Wednesday, June 9, 2010

the tea cosies are coming off

Still thinking through this sports diplomacy stuff. I'm unsure of what to think about it, but if you want to avoid reading everything I've said below, then here's what I have so far: in a heavily imbalanced - and I dare say, vitiated - atmosphere, the act of protest itself can be toxic rather than beneficial. The answer is not silence or compliance - I am wondering if it can, however, be individual creativity and principle. Of course, you may disagree and you may be right.


Once you start down this sports diplomacy route, it can only end in Earl Grey and almond biscotti. Famous sports journalist Dave Zirin, in a piece that Must Read Soccer labelled 'the worst writing of the week'] is inexorably logical in his approach to the question.

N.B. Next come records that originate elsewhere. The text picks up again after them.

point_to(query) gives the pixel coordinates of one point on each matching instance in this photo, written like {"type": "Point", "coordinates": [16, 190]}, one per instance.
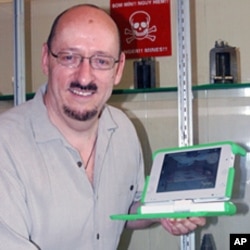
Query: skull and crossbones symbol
{"type": "Point", "coordinates": [139, 22]}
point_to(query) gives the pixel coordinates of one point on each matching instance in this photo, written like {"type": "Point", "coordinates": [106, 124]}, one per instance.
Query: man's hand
{"type": "Point", "coordinates": [182, 226]}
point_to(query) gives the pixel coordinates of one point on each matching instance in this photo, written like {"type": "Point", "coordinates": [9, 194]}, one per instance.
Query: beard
{"type": "Point", "coordinates": [80, 116]}
{"type": "Point", "coordinates": [77, 115]}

"...if it is business as usual between nations on the field of play, then surely everything must be A-OK when our heroes shower off the sweat and the cheering throngs wander home. But things are, as Marcellus Wallace said, "pretty f--king far from ok." If a team wants to stand up and say "hell no" to business-as-usual in international sport, we shouldn't ask why they are doing it. We should ask why more teams don't. "

[source]


I can’t mock this. This is an optimistic view of the systems that dominate sport, and Zirin, as is his habit, asks an absolutely appropriate question. Why shouldn't sport - football - be used as protest? Why shouldn't a country which disapproves of an opponent choose to make a stand against them? That would be nice: a free market of expression in which countries chose to make their feelings known by refusing to play opponents they condemned on principle. The Scandinavian countries, for example, could boycott Israel. Israel could boycott Iran. Iran could boycott the US. The US could boycott North Korea. North Korea would boycott South Korea. Thus ensuring that we depart radically from the state of world affairs as they exist today, right.

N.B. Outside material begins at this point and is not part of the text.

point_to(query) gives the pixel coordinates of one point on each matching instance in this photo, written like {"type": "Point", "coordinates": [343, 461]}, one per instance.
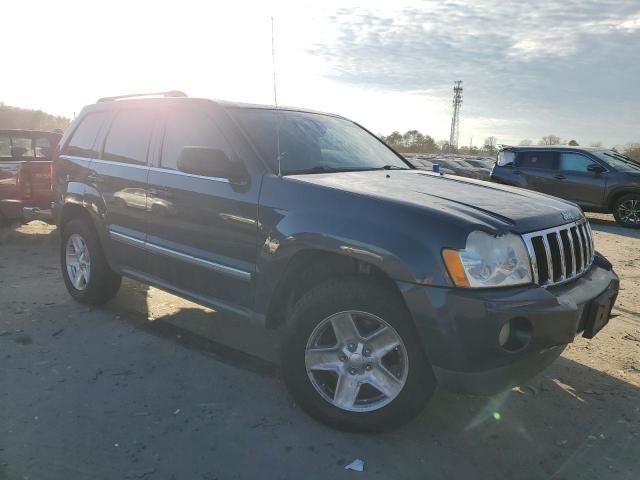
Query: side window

Okay, yes, this domino theory of protest is more cynical than pragmatic. As Amitav Ghosh said in his response to the outcry against his acceptance of the Dan David prize in Israel this year: "Can’t you see that in this world sanity depends upon being able to perceive and make certain distinctions?" Of course, Ghosh said that in an argument against an appeal for a cultural boycott. And whether or not sanity seems like small beans weighed in the balance against principle, it behooves all of us to work with the assumption that certain distinctions are ours to perceive and to make in the name of morality.

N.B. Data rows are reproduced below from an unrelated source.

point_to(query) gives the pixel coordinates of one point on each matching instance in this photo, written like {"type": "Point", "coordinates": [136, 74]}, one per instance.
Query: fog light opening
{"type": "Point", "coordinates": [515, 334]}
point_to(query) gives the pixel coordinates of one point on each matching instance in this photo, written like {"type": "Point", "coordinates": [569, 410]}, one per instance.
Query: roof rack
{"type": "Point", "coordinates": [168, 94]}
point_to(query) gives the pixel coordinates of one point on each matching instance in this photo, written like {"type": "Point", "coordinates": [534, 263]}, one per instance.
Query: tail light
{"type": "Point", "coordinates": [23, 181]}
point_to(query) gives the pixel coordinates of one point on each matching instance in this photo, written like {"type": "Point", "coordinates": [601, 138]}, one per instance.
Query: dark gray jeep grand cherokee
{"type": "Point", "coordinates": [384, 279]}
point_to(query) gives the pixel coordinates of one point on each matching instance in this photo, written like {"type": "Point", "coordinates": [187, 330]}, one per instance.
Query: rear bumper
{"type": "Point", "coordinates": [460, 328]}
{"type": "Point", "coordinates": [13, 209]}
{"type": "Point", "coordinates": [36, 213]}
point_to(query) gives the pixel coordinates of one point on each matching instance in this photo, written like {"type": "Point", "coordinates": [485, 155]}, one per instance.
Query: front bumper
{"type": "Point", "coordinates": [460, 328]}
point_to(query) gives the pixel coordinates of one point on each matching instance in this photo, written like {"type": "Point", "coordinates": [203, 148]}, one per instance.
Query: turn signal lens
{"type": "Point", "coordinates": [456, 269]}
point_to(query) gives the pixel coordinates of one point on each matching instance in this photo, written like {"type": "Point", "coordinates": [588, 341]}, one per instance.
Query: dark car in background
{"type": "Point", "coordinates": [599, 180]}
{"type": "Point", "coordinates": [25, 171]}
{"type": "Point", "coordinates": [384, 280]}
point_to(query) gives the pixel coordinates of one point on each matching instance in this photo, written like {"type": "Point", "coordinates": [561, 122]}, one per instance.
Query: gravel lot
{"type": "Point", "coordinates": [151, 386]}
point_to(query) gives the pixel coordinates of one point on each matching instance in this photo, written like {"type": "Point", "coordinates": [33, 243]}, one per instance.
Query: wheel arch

In a better-administered sport, perhaps that would matter. That sport is not football. And that tournament, to reiterate what I said in my last post, is not the World Cup as it is. Zirin's view of sporting protest, if applied to football, assumes the governance of FIFA itself to be independent and fair-minded enough to work as a judicious mediator in a possible world where tournaments may become a war of attrition between governments. We know this is not the case. An association that cannot keep its own rules straight enough to apply, for example, even a single stricture about religious clothing fairly, is a poor one to co-opt into the cause of global justice.

I am trying very hard not to disagree with Dave Zirin. Dave Zirin is a hero. I admire and respect his journalism. I simply think he is not wholly right to connect protest to policy. FIFA's venalities implicate it in the same tired, corrupt forms of nationalism that dictate governments' policies, which is why a war of attrition, even should it come to pass, will fail if it stands alone. If this is the only arena in which countries feel justified in telling us how they really feel, by shutting out someone's football team they are also shutting out their opponents' own voices of protest -- imagine if South Korea had refused to play this match. You are not just pathologising your political relationship -- you are rendering the other side invisible. International mandates have made a success out of this tactic in the past -- as our host nation this year knows.

But on this field at this time; knowing what we know, lacking what we lack, this is unfair, too. It is hollower than its predecessors in the last century. The right to protest injustice belongs unequivocally to everyone and everybody. I hope we realise, though, that the mandate is most sincere -- and most memorable -- when it is expressed by people, rather than institutions. If we want histories to accumulate in the balance of power against injustice, then we must look for their heroes in fans and in players who make a stand, rather than in press releases and polemic.

It sounds ridiculous if you start to imagine Steven Gerrard in an anti-war undervest, but it's some way ahead of a tournament hijacked by the political spinmeisters who otherwise confine themselves to the background. That's the distinction I'd perceive and make. I would make it for principle as well as for sanity.


This post first appeared on IBNLive's World Cup site, here.

item: I've started modding comments on this blog thanks to ceaseless and offensive spam - sorry for the inconvenience, everyone.